After the primary TW 12 analysis of the MK-5172 arms in the Vanguard cohort, patients receiving the 400 mg and 800 mg doses in the Second Cohort were down-dosed due to elevated liver transaminases and began to receive 100 mg in an open-label fashion between weeks 3 and 12 of MK-5172 therapy.
Current Status of Study
All patients in both cohorts of the study (termed the Combined Cohort when analyzed together) have reached the primary endpoint of the study, cEVR, or have discontinued early. cEVR values reflect both those patients with both undetectable (TND) and detectable unquantifiable (TD(u)) HCV RNA. In the Second Cohort, 134 of 156 patients randomized into the MK-5172 arms are receiving PR (n=17) or are in the follow-up phase (n=117) of the study.
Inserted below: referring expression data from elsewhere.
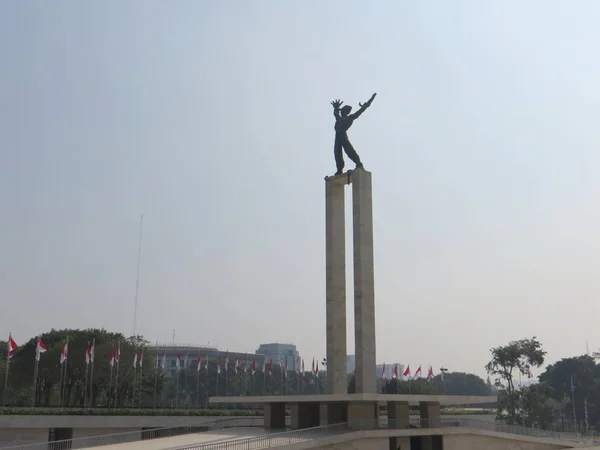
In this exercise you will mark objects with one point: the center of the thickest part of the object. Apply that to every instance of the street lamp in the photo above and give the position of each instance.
(443, 370)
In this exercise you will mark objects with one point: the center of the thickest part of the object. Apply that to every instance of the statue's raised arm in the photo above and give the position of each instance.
(363, 107)
(336, 108)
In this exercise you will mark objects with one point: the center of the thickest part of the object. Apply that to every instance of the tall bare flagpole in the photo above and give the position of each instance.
(92, 351)
(8, 355)
(137, 281)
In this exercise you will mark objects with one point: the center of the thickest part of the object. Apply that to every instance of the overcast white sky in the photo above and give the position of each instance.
(213, 120)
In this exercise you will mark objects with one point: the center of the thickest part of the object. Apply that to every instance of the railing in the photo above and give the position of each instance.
(133, 436)
(455, 422)
(274, 440)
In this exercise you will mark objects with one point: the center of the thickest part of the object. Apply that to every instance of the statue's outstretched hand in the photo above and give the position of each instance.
(368, 103)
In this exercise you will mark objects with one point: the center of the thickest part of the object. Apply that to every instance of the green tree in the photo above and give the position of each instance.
(78, 380)
(537, 409)
(461, 383)
(508, 361)
(585, 374)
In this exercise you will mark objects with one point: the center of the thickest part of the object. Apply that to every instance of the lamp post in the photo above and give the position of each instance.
(443, 370)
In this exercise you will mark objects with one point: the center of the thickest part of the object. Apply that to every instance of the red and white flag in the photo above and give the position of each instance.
(89, 354)
(64, 352)
(418, 373)
(12, 346)
(39, 349)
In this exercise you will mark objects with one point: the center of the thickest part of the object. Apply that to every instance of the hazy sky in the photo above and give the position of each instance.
(213, 120)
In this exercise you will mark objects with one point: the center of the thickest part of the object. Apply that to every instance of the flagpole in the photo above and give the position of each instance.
(61, 380)
(87, 371)
(110, 384)
(118, 363)
(134, 377)
(35, 369)
(63, 374)
(178, 379)
(246, 373)
(198, 381)
(141, 381)
(217, 382)
(206, 384)
(156, 375)
(6, 378)
(226, 371)
(92, 358)
(137, 281)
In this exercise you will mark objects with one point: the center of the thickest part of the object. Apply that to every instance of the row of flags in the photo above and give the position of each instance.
(406, 374)
(182, 361)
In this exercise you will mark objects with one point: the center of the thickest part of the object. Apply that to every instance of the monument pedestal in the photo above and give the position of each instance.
(274, 414)
(398, 414)
(364, 282)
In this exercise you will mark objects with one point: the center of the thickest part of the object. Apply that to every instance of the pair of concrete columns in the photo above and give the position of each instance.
(364, 285)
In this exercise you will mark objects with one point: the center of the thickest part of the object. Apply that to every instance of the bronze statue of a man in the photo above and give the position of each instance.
(343, 121)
All patients in the Vanguard Cohort who received MK-5172 are in the follow-up phase of the study or have discontinued early.
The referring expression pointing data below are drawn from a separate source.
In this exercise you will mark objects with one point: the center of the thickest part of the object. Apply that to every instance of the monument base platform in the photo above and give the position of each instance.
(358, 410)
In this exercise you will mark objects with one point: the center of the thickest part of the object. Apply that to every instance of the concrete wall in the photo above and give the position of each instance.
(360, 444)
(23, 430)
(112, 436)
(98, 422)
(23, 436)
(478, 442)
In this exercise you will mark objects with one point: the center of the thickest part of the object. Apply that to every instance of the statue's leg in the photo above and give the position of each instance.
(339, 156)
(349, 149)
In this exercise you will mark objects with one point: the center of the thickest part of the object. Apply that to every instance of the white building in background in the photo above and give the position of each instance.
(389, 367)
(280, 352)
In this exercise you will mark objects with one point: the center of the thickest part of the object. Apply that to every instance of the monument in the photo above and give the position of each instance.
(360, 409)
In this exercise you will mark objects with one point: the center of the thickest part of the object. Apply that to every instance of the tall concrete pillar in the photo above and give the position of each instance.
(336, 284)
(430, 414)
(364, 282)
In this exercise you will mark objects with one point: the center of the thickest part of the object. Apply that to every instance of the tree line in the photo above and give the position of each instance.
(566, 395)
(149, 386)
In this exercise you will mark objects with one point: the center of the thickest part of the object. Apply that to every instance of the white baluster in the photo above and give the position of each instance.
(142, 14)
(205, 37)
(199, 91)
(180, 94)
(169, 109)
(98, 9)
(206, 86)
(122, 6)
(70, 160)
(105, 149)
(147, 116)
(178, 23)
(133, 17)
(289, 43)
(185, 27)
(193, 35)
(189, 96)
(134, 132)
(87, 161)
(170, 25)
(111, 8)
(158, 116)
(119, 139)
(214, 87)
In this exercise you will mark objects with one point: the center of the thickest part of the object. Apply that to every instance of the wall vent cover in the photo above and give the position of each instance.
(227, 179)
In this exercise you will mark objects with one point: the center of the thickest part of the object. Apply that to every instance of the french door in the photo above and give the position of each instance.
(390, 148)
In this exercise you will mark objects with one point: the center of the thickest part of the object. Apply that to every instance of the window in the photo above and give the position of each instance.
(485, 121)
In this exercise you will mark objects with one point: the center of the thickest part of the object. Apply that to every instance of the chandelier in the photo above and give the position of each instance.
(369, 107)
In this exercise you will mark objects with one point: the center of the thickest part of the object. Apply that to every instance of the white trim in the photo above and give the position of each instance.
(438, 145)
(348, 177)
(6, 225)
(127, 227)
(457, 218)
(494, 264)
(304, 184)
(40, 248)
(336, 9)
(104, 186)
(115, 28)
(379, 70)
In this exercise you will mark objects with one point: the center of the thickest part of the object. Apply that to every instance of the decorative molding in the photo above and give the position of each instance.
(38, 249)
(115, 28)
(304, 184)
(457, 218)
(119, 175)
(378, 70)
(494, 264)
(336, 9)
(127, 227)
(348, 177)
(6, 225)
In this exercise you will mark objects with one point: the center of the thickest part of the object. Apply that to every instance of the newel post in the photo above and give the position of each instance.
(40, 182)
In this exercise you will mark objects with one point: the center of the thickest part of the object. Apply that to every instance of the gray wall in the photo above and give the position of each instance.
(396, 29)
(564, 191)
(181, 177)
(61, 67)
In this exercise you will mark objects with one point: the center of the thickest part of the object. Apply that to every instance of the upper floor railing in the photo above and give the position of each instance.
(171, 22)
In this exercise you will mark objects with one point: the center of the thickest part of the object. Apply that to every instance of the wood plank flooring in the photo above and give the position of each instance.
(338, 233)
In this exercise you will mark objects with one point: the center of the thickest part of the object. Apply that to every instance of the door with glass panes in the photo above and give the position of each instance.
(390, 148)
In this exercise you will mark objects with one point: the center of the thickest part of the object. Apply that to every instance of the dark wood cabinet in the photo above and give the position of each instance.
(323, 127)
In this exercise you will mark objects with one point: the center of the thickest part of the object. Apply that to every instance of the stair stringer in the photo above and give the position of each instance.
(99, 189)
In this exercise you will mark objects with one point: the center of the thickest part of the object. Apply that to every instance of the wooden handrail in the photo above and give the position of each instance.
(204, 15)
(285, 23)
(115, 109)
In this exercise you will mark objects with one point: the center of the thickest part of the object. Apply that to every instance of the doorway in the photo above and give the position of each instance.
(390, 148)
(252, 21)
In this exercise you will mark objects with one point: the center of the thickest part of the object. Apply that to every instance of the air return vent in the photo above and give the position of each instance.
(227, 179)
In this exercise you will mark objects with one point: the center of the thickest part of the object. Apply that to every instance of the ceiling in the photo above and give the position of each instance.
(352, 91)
Of the patients randomized to the MK-5172 arms, 2.3 percent (6/266) met the protocol-defined criteria for virologic failure: one (1) patient was re-infected with genotype 3 infection; and four patients had no detectable (n=3) or low (n=1) levels of MK-5172 at time of failure and for a period of time prior. The primary efficacy analysis included the full analysis set (FAS) of all randomized patients who received at least one dose of study treatment.SVR12 Results in the Vanguard Cohort In the Vanguard Cohort, higher SVR12 rates were achieved across all MK-5172 arms compared to control (FAS) – 96.2 percent (25/26) in the MK-5172 100 mg arm; 86.7 percent (26/30) in the MK-5172 200 mg arm; 87.0 percent (20/23) in the MK-5172 400 mg arm; and 81.5 percent (22/27) in the MK-5172 800 mg arm; versus 54.2 percent (13/24) in the control arm. In these results, all patients had undetectable (TND) HCV RNA.